Os resíduos eletrónicos estão a aumentar em todo o mundo e existe ainda uma estimativa de que 57 mil milhões de quilos em ouro e outras matérias-primas, equivalente ao peso de 250 navios contentores quando carregados ao máximo, encontradas em componentes eletrónicos, são queimadas ou despejadas, segundo o Global E-waste Monitor 2020 das Nações Unidas.

Existem dados que nos mostram claramente o impacto da indústria de recondicionados. De acordo com uma pesquisa da agência francesa ADEME, ao recondicionar um smartphone podemos poupar 79,68kg de CO2 (equivalente a 492km numa viagem de carro); 258kg de matérias-primas (o peso de 12 bicicletas); 68,400L de água (a quantidade recomendada de consumo de água para um adulto durante 103 anos); 175g de lixo eletrónico, equivalente a 20 pares de airpods.

Além disso, mais do que recondicionar, acreditamos que a indústria precisa de caminhar no sentido de fazer mais reparações e promover menos consumo. Apoiamos o direito à reparação, o que significa que os consumidores devem ter pleno acesso à informação, peças sobressalentes e ferramentas necessárias para efetuar reparações, se o desejarem e pensarem que são capazes de o fazer.

“(…) a bem da preservação do planeta, o modelo de economia circular deverá tornar-se a primeira opção e não continuar apenas como uma alternativa, incluindo na tecnologia”.

Quais as tendências que prevê para esta área de atividade?
Começa a verificar-se a existência de uma maior consciência ambiental no consumo, o que deverá vir a crescer. Assim, no futuro, e a bem da preservação do planeta, o modelo de economia circular deverá tornar-se a primeira opção e não continuar apenas como uma alternativa, incluindo na tecnologia. As razões para que os consumidores optem por produtos recondicionados são claras, por isso, acreditamos no desenvolvimento da área.
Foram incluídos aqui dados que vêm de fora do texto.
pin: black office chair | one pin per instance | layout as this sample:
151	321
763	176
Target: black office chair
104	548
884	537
No mercado de recondicionados, assistimos hoje a uma tendência crescente para a diversificação de produtos. Quando a aventura do Back Market começou em novembro de 2014, os smartphones representavam 90% das vendas, em comparação com menos de 70% atualmente. Estamos a assistir ao aparecimento de outras categorias de produtos que estão a ocupar cada vez mais espaço, em particular computadores e tablets, consolas de jogos, robots domésticos.

Esta diversificação da oferta e da procura é a prova de que o mercado recondicionado não se limita aos smartphones e que as mentalidades estão a mudar para se avançar para outra forma de consumir tecnologia.

Respostas rápidas:
O maior risco: As vezes em que não tomei riscos.
O maior erro: Presumir que se tu não o fizeres alguém o fará por ti.
A maior lição: Em todas as boas histórias é preciso continuar a virar a folha.
A maior conquista: A oportunidade de contribuir para o crescimento de uma empresa com a missão do Back Market em Portugal.